Here's my little Noah - I can't believe he's 14 months old now - he's still not walking (the little poop), but he makes up for it by being the most mellow yellow sweet little boy.
Last night my sister sent me a link to a blog about a little boy who recently passed away. I read the last few entries on the blog and just bawled, imaging the heartache that his mother is going through. It makes me remember that life's moments are so incredible and each day I need to cherish the time I have with my kids. I hugged and kissed my kids more today than normal and thanked God for their sweet little spirits that bless my life each day.
I am progressing on my quilt - slowly but surely. It's going to be amazing and I can't wait until I can reveal it. I might just have to do a few blog entries on this quilt because there is a ton going on and I don't know if I want to put it all into one entry. I am convinced that I am INSANE - but I just have to live with it!
We have UPS frequenting our house everyday, but today was a little more than normal because Moda just released 7 new lines. If you want to see what they are, check out our New Arrivals page. Yay for more fabric!!!
10 comments:
I forget where I was linked to that blog, but I swear I read it the day before or even OF her January 12th post. My heart dropped when I saw what post it was.
I will go hug and kiss my babies now.
PS - I'd love to get boxes full of fabric dropped off at my door. :-)
I read about Tripp the day he passed. I, too bawled. I have three kids and one has special needs and know that you live to protect those who can't protect themselves. My heart aches for her and her loss.
I am so excited to see your beautiful new quilt. I know it will be amazing. And wow, it must take a little while to put away all those boxes for fabric. I think it would take me forever because I would keep ogling over it instead of putting it away.
Thank you to for reminding me the most important things. I went to the article as well and cried. I think I will go hug my kids :)
Judi, what a sweet post. I love seeing your little one sit there and play. Love your stitching and boy would I love to be the one opening up all of the boxes. Yes, life is very precious, we almost lost our son in Iraq and every day when I see him online or in person I am just so grateful to my Father in Heaven for sparing my son.
I love your store and love love your quilting. It made me wish my two boys were babies again when I saw the pic of your little one sitting on the floor. And I too am thankful my son came back from Afghanistan, but now is over there again. Every day is a gift.
Wow! That's a serious stack of boxes. :D I love your store, too, and always wish I could buy a lot more than I do! Can't wait to see everything you're doing on your quilt.
Ack, Noah's so cute! Even if he isn't walking ;) You must have a real love-hate relationship with the UPS man. Good luck to you and Clint organizing all that fabric! Hopefully, it will fly off the shelves quickly and become a non-issue.
Judy, Tripp lived only a few miles from me. His young life touched everyone in this community. Please continue to pray for his mom, Courtney, and the rest of that family.
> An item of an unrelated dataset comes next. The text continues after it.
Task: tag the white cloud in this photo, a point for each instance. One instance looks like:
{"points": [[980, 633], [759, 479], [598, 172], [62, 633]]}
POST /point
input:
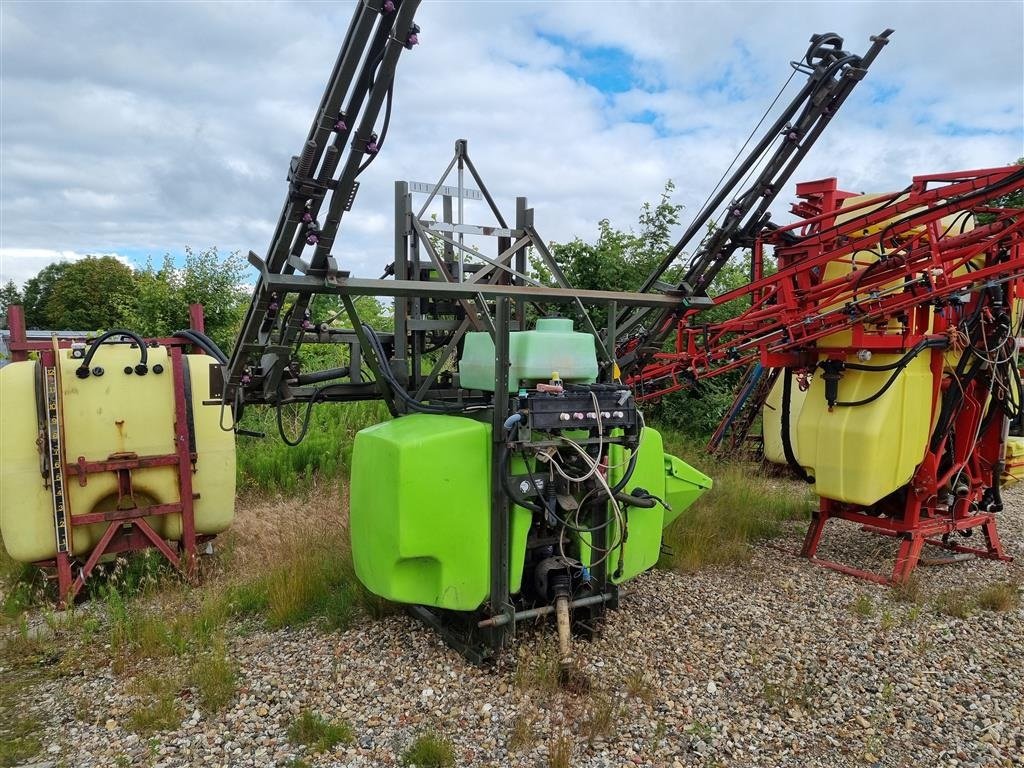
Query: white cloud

I love the quilt you're working on and that is such a cute pic of Noah and the quilt behind him. So bright and cheerful and such a cute little boy. Makes me remember our two sons who are grown and married now. I love it when I can see them or talk to them on the phone.Time passes quickly and they are grown and out the door. I am sorry to hear of the family who lost their precious little one so young. Donna
Your quilting just boggles my mind! You are truly a sewing machine artist with a capital "A!" I feel like I need to put a bandage around my head (Glenn Beck fan...) to keep it from exploding from all your creative stitches and designs. It's hard to see how you can even imagine the intricate patterns you create to bring your quilts to life. I certainly hope you let others be your apprentices.